Well I happen to be strongly opinionated on this topic, so here goes ...

While these other DBMSs have their uses, I believe that anyone is misguided who 
figures they are superior solutions for most uses of relational databases.

I believe that the relational model of data is still the single best general 
solution that we have come up with for organizing and querying any non-trivial 
amount of data that is the least bit structured.  Especially so when that data 
needs to be or could possibly be worked with by multiple kinds of users or 
applications that may have different needs, and need their own views of that 
data.  It is also good for persisting data, but persistence isn't the main 
point; rather easy and flexible organization and querying is the point; 
persistence is optional, same as persisting an array of data is optional.

That said, while it does the job well enough many times, SQL is deeply flawed 
and doesn't represent the relational model of data properly, but just 
approximates it to varying degrees, this variance depends partly on the SQL DBMS 
in use, which range in features quite a bit.

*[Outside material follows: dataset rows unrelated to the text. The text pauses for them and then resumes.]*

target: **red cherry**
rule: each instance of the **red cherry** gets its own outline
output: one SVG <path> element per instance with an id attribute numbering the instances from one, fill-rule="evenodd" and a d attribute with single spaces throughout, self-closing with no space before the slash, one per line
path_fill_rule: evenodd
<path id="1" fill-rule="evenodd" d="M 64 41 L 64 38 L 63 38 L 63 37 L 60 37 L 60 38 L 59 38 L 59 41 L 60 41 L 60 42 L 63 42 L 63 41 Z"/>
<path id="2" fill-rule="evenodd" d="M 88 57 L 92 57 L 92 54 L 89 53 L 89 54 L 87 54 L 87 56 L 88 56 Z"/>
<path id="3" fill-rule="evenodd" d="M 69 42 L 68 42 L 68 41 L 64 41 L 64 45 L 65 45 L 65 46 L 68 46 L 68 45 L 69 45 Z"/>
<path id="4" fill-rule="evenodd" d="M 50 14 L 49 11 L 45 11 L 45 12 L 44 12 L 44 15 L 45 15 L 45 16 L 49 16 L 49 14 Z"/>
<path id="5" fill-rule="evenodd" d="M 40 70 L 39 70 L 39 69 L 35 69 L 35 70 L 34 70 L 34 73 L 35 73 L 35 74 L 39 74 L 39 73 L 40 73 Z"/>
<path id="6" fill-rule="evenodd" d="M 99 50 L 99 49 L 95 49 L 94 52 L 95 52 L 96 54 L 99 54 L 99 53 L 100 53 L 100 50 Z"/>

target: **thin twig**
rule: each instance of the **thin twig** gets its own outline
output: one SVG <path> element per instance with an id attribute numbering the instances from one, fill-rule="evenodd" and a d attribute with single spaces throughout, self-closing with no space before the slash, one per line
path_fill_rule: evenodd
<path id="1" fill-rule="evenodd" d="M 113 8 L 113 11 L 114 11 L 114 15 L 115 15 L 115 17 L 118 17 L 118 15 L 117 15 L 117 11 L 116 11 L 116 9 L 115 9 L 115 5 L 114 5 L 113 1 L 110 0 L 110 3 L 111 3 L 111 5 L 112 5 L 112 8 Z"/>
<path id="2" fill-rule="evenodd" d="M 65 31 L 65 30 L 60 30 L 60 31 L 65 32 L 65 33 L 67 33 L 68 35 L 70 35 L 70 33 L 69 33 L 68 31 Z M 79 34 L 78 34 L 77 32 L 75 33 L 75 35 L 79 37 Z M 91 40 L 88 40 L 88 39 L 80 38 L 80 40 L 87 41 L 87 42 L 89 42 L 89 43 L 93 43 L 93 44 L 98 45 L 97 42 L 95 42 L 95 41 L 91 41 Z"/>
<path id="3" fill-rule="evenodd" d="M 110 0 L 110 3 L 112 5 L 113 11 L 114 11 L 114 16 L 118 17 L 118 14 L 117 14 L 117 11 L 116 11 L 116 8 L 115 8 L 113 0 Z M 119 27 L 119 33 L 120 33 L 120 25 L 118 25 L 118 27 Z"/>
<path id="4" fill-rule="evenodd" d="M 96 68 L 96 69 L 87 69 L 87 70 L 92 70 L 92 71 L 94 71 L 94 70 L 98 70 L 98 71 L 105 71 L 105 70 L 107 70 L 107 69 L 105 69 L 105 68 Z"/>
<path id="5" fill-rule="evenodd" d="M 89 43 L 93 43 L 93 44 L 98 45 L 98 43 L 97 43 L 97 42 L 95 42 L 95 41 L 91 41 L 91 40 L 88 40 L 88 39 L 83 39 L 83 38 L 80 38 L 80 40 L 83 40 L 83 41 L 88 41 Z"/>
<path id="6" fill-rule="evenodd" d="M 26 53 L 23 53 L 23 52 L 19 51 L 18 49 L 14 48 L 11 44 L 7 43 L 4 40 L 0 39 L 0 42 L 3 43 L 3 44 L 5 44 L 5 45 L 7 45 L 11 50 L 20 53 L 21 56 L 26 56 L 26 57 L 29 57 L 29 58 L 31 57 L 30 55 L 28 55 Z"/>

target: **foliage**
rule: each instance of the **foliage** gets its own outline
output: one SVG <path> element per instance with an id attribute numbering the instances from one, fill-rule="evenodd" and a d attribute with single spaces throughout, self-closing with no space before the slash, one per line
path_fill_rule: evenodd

I believe that quite often when people complain about "relational databases", 
they are really complaining about "SQL databases", as if those were the same, 
and so various "solutions" are proposed like ORMs or these NoSQL concepts.

But the problem is that they are throwing out the baby with the bathwater.  Yes, 
SQL is quite flawed, but the relational model it approximates is not (or it is 
much less flawed, if you want to argue that having something actually flawless 
is impossible).

I believe that the best solution is not to ditch everything, but rather to 
provide a DBMS that actually implements the full relational model of data, and 
not just an approximation, nor ditching the concept entirely.  If you do that, 
then a lot of these other kinds of DBMSs like so-called "object-relational" or 
"object" or "key-value" become redundant, because the full relational model 
incorporates their features.

For example, the full relational model supports having tuple/row and 
relation/table values as attributes/fields of other ones, and so you can 
natively model any arbitrarily complex data type that an object could model, 
without too much indirection (similarly to how many languages support having an 
array as an element of an array).  Hence ORMs are redundant and so are distinct 
concepts of object stores, or alternately they become a lot thinner.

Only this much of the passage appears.